Monumental
Review by Vives Anunciacion
Dunkirk
Written and Directed by Christopher Nolan
Rated PG
Published 7.21.2017 Inquirer Libre, PH
In 1940, a few months into World War II, Allied forces of Belgium, the United Kingdom and France were surrounded by the advancing units of Germany on the beaches of Dunkirk. Christopher Nolan’s latest masterpiece is the retelling of the ambitious rescue of 400,000 Allied soldiers in sweeping, gripping suspense and drama.
Three converging points of view are told: first on land, with a young soldier Tommy (newcomer Fionn Whitehead) who dodges bullet and bomb to wiggle his way onto any possible ship that can take him away from the madness of inevitable death; second on water, with civilians Mr. Dawson (Mark Rylance) and his son Peter (Tom Glynn-Carney) as they race their private yacht towards Dunkirk hoping to save as many men as they can; and finally on air, with British Spitfire pilot Farrier (Tom Hardy) who bravely tries to down as many enemy fighters and bombers as he can while his air fuel lasts.
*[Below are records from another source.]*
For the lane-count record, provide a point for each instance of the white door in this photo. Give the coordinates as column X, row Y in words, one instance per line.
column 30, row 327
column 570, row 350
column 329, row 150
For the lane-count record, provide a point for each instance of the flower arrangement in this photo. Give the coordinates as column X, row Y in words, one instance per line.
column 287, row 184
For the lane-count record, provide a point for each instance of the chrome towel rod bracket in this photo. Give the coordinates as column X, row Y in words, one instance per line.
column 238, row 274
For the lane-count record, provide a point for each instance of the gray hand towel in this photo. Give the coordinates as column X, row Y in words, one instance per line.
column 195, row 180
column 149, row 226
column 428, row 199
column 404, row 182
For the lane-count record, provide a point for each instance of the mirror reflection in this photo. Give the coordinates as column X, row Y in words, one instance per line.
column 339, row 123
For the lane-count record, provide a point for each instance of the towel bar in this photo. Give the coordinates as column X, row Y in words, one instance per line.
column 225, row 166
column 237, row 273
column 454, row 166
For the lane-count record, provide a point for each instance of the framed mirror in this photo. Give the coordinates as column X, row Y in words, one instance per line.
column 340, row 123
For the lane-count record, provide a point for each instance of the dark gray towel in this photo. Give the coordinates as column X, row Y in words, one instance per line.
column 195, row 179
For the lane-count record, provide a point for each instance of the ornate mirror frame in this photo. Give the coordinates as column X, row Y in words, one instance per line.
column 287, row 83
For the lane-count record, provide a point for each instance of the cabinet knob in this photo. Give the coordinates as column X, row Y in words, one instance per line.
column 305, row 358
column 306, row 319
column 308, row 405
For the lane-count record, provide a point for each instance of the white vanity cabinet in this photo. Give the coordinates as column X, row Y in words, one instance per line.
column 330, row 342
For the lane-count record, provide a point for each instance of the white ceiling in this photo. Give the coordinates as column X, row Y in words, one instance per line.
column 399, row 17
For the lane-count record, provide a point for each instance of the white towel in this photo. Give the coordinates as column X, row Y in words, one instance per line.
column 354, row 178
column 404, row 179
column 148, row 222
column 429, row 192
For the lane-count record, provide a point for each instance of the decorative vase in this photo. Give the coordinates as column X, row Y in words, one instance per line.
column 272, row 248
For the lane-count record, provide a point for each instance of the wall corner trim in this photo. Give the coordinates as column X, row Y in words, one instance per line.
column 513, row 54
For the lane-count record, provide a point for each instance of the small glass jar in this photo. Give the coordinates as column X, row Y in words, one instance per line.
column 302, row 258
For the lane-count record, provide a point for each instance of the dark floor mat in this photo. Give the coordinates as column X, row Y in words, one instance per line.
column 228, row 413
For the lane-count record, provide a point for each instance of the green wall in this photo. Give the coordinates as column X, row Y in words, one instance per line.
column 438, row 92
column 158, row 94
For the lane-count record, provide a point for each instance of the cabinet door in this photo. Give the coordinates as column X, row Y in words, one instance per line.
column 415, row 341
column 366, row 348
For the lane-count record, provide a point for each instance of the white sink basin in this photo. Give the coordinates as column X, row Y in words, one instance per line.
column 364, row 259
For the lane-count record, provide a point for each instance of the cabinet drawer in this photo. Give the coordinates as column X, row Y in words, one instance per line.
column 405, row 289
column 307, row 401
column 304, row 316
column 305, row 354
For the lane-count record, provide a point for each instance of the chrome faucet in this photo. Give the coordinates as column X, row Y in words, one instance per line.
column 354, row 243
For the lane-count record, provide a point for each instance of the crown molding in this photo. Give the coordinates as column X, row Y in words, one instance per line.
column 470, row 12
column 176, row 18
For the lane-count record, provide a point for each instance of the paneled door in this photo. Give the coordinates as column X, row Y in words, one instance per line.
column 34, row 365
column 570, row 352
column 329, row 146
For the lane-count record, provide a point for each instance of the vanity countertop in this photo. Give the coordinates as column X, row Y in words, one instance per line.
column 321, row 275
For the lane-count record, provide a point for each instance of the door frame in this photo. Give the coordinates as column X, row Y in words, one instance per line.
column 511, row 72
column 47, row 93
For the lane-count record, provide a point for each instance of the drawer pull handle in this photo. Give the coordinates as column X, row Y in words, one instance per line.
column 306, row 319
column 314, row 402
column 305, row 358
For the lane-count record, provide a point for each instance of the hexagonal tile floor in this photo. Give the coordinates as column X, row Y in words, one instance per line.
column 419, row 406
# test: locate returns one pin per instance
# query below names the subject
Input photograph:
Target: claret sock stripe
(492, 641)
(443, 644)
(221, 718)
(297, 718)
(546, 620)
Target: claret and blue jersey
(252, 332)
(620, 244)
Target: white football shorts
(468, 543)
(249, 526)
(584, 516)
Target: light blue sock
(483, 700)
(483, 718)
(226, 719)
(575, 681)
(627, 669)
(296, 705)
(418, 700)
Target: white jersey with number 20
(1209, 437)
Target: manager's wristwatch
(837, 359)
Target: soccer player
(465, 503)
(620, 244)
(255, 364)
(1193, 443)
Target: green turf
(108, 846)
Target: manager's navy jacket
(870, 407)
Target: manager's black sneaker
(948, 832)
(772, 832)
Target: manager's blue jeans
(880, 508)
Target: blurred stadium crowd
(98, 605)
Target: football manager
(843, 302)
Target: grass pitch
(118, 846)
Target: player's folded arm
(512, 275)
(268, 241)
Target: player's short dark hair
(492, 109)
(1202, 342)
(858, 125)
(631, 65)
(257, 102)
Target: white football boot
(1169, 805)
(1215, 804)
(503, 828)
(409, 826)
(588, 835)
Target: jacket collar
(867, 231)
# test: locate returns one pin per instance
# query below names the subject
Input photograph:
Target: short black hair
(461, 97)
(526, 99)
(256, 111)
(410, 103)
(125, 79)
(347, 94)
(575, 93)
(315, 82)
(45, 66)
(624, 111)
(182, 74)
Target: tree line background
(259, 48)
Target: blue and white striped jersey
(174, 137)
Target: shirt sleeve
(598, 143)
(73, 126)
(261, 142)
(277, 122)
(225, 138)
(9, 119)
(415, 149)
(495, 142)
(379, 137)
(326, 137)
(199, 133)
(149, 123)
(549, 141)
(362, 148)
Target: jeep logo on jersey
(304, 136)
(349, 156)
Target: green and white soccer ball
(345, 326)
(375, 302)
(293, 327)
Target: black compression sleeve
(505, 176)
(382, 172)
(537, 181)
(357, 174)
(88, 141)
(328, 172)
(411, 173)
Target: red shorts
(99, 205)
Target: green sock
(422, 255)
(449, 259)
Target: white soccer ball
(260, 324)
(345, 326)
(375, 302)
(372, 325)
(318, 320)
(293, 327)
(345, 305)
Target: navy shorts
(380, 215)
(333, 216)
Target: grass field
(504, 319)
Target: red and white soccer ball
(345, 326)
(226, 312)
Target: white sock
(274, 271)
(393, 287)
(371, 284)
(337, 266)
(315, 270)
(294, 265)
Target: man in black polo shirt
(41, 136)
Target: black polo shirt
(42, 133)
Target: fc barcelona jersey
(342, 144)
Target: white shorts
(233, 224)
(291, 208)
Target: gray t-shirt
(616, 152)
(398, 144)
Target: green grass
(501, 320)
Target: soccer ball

One Direction star Harry Styles makes a film debut as a soldier, Kenneth Branagh is British Commander Bolton who oversees the rescue on the shores of Dunkirk, and Cilian Murphy appears as a traumatized soldier on board Mr. Dawson’s yacht.
Few war epics are able to balance scale and intimacy onscreen at such a short length as Warner Brothers’ and Nolan’s Dunkirk, fewer as audacious as a production given the relatively less famous historical event and non-superstar status of its performers (in film terms, One-D fans.) The triptych plot also runs on a complex time differential – one starts a week away and another just an hour away from the time the story converges.
Somehow, Christopher Nolan’s imagination has managed to mix these converging plots with emotionally engaging characters who, by all means, are unknown stakeholders of the war just trying to save as many souls as they can. And this feat is told with so short dialogue that half of the film plays out like an old silent film. On one hand it is without a doubt a big movie, on another it is so engaging with the main characters that it feels small.
It also feels like you’re watching several classic war films put together – Wolfgang Petersen’s 1981 U-Boat thriller Das Boot, Steven Spielberg’s 1998 Normandy epic Saving Private Ryan and even the old-school dogfighting in William Wellman’s 1927 milestone Wings .
It’s already amazing to think about how the production went about filming everything that happened on the beach, on water, and on air – more so when you catch the moments when the story merges.
The film’s suspense wouldn’t build as great without Hans ZImmer’s intense musical scoring, mixed with that unnerving ticking of a clock, the heart-stopping zing of a rifle bullet and deafening explosion of bombs.
This is monumental filmmaking at its finest, when technical mastery of all elements of film synchronize with the human elements of gripping performance and drama, maximized on large-format screens that no home cinema can possibly match even with a 100-inch projection.
See this on the biggest screen you can find (preferably IMAX), just make sure you go see it.